W ubiegłym tygodniu Żuk rywalizował w challengerze ATPw Calgary, gdzie osiągnął półfinał. Dzięki temu zbliżył się do trzeciej setki rankingu ATP – jest 302. na świecie.
– Miałem lot powrotny od razu po przegranym meczu. W Polsce wylądowałem w samo południe. Czuję się nieźle, błyskawicznie się zaaklimatyzowałem i nie mam problemów z jet lagiem. Mój wyjazd do Kanady wyszedł dość spontanicznie, a wynikowo wyszło dużo lepiej niż się spodziewałem – cieszył się 21-latek z Nowego Dworu Mazowieckiego.
W Calgary pokonał byłego 25. tenisistę świata, Vaska Pospisila. Czy to najcenniejsze zwycięstwo w karierze naszego reprezentanta?
– Chyba jednak nieco cenniejsze jest to, które odniosłem podczas ATP Cup na początku roku z Austriakiem Dennisem Novakiem, mimo że Vasek aktualnie jest w świetnej formie. Takiego zawodnika jak ja budują oba te zwycięstwa, w końcu oba triumfu odniosłem nad rywalami z Top 100, a to bardzo motywuje – podkreślił Żuk.
Przed naszym tenisistą debiut w kadrze Pucharu Davisa. Spodziewał się, że może dostać powołanie, bo już wcześniej było jasne, że Hubert Hurkacz i Łukasz Kubot nie zagrają z Hongkongiem.
– Brałem pod uwagę, że to zagram. Sam fakt czy zagram rozstrzygał się pewnie w ostatnich dniach, zarówno dzięki mojej dyspozycji, jak i niestety przez to, że Daniel Michalski nabawił się kontuzji – mówi tenisista. – Dam z siebie wszystko. Marzeniem każdego zawodnika jest założyć koszulkę z orzełkiem i zagrać dla reprezentacji. To daje dodatkową motywację, ale postaram się podejść do tego tak, jak do kolejnego meczu. Zwycięstwo jeszcze bardziej mnie zbuduje i pomogę w ten sposób kadrze – podkreślił.
Puchar Davisa to jedna z niewielu szans dla tenisistów na grę dla reprezentacji. Kolejną z nich są igrzyska olimpijskie.

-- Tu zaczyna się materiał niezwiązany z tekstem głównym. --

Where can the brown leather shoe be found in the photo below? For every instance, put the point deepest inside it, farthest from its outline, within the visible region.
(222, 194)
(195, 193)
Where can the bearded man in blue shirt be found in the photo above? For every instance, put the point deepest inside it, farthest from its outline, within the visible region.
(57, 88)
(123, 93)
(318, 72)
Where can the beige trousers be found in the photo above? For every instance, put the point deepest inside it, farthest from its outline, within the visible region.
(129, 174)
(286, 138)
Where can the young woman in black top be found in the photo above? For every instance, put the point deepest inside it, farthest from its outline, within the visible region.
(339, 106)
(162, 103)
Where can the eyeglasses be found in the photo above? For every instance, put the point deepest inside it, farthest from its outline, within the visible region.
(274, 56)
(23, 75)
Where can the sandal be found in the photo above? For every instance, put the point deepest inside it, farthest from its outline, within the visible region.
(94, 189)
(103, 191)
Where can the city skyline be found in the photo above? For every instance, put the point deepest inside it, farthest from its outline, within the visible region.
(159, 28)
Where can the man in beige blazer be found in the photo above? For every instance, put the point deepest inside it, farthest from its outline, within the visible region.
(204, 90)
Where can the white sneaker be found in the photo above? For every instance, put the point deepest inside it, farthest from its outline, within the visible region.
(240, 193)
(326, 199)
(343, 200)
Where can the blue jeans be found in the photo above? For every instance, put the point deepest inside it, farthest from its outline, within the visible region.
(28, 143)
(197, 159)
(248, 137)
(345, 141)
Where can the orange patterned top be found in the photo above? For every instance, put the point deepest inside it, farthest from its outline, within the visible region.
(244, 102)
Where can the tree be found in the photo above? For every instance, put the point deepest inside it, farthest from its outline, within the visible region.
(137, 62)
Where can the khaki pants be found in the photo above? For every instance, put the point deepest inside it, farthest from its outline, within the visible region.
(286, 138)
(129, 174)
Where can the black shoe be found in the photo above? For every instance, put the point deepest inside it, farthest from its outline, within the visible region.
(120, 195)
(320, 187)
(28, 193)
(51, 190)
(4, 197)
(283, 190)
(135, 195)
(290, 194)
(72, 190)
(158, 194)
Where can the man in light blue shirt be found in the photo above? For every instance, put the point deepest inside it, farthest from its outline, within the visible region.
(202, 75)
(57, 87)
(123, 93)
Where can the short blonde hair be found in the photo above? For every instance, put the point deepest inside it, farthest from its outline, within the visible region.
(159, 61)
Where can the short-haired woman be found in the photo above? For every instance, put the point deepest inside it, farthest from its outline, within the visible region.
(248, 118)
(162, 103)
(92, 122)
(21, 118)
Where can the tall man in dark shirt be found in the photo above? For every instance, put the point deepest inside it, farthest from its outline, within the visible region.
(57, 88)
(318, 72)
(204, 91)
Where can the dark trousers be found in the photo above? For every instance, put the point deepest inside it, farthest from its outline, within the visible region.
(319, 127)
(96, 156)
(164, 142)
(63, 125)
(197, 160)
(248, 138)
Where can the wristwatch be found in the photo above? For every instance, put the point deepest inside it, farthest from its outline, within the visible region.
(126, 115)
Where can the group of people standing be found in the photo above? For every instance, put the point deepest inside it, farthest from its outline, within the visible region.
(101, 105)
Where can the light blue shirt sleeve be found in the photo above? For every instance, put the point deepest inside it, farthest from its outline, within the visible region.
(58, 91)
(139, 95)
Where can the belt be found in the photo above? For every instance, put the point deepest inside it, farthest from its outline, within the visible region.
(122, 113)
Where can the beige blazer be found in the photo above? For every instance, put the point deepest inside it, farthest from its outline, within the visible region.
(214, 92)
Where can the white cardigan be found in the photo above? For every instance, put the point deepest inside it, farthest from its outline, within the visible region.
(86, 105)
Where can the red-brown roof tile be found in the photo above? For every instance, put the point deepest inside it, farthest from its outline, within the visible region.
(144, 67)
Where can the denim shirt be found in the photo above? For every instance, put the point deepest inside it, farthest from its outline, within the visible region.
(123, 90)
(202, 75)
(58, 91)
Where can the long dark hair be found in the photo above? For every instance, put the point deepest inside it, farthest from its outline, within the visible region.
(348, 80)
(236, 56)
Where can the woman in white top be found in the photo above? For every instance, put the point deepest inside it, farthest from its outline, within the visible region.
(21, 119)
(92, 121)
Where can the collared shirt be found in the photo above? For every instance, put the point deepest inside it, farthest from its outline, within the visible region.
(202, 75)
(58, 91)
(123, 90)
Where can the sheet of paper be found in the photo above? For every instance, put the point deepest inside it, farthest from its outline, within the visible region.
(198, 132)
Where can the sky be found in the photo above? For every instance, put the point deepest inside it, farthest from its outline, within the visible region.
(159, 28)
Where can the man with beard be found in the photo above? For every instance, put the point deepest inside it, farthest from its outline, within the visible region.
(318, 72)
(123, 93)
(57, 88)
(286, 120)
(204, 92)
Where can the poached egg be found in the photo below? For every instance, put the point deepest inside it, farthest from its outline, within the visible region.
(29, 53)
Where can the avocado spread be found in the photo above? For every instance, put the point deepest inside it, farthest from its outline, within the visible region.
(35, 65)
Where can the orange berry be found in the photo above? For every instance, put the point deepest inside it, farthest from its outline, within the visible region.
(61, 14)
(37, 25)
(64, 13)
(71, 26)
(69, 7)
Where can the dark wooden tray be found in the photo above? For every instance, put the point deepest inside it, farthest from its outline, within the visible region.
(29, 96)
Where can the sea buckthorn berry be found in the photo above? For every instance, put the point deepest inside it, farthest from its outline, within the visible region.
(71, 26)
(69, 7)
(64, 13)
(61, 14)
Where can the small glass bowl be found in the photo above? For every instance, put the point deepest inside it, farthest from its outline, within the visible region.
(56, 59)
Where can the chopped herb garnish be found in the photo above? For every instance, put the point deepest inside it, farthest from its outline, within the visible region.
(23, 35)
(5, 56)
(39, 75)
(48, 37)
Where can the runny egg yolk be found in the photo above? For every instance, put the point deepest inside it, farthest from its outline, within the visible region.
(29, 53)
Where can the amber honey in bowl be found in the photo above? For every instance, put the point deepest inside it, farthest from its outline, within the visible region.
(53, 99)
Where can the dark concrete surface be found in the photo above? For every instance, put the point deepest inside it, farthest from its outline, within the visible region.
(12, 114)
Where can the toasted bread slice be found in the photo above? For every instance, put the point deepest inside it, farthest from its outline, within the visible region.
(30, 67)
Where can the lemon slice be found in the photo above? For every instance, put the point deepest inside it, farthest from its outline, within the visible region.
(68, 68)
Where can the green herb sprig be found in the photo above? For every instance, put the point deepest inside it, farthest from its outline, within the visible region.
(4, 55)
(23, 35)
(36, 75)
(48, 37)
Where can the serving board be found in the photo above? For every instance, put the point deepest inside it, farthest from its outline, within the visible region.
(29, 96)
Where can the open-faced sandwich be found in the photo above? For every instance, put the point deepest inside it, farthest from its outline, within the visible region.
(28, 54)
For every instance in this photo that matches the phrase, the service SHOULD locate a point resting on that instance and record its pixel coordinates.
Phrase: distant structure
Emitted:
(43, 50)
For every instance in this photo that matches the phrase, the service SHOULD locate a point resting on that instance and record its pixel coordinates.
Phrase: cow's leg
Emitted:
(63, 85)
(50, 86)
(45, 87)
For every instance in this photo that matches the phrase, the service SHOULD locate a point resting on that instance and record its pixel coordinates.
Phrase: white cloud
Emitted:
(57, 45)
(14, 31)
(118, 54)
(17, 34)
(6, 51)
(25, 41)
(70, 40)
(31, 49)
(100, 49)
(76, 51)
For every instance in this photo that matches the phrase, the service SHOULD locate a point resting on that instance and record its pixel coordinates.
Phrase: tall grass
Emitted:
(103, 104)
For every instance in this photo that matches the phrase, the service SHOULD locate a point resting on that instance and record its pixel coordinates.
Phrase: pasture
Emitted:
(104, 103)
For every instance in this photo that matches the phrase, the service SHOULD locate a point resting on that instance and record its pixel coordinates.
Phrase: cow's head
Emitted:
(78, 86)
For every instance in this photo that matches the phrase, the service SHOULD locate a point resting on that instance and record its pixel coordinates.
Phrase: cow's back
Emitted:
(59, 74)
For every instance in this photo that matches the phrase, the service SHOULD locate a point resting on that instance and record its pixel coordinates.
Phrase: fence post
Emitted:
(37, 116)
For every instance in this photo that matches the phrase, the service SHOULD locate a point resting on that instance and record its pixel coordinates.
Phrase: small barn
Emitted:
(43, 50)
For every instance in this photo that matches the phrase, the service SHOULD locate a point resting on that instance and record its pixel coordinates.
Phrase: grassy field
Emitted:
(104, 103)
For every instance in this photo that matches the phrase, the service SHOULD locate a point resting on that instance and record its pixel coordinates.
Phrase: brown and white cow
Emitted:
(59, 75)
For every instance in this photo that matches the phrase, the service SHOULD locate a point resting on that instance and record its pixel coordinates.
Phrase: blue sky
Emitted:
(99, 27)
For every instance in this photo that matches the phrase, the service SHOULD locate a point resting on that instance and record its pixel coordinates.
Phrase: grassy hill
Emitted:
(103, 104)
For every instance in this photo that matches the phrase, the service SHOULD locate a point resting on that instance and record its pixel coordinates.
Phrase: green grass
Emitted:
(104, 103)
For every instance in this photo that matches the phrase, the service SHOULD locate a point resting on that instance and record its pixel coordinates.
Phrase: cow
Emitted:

– Dla większości sportowców to największe wydarzenie w trakcie całej kariery. Dla nas, tenisistów największym wydarzeniem są turnieje wielkoszlemowe. Jednak zagranie na igrzyskach, czyli imprezie, która rozgrywana jest raz na cztery lata, też byłaby wyjątkowym przeżyciem – zakończył.
Okazja do spotkania z Kacprem Żukiem, jak również całą reprezentacją Polski prowadzoną przez kapitana Mariusza Fyrstenberga, będzie 4 marca, w Kalisz Arenie. Środa to dzień jedynych oficjalnych konferencji z drużynami. O godz. 11.45 do dyspozycji mediów będzie ekipa Hongkongu. Natomiast na godz. 12.15 zaplanowane jest spotkanie z Polakami.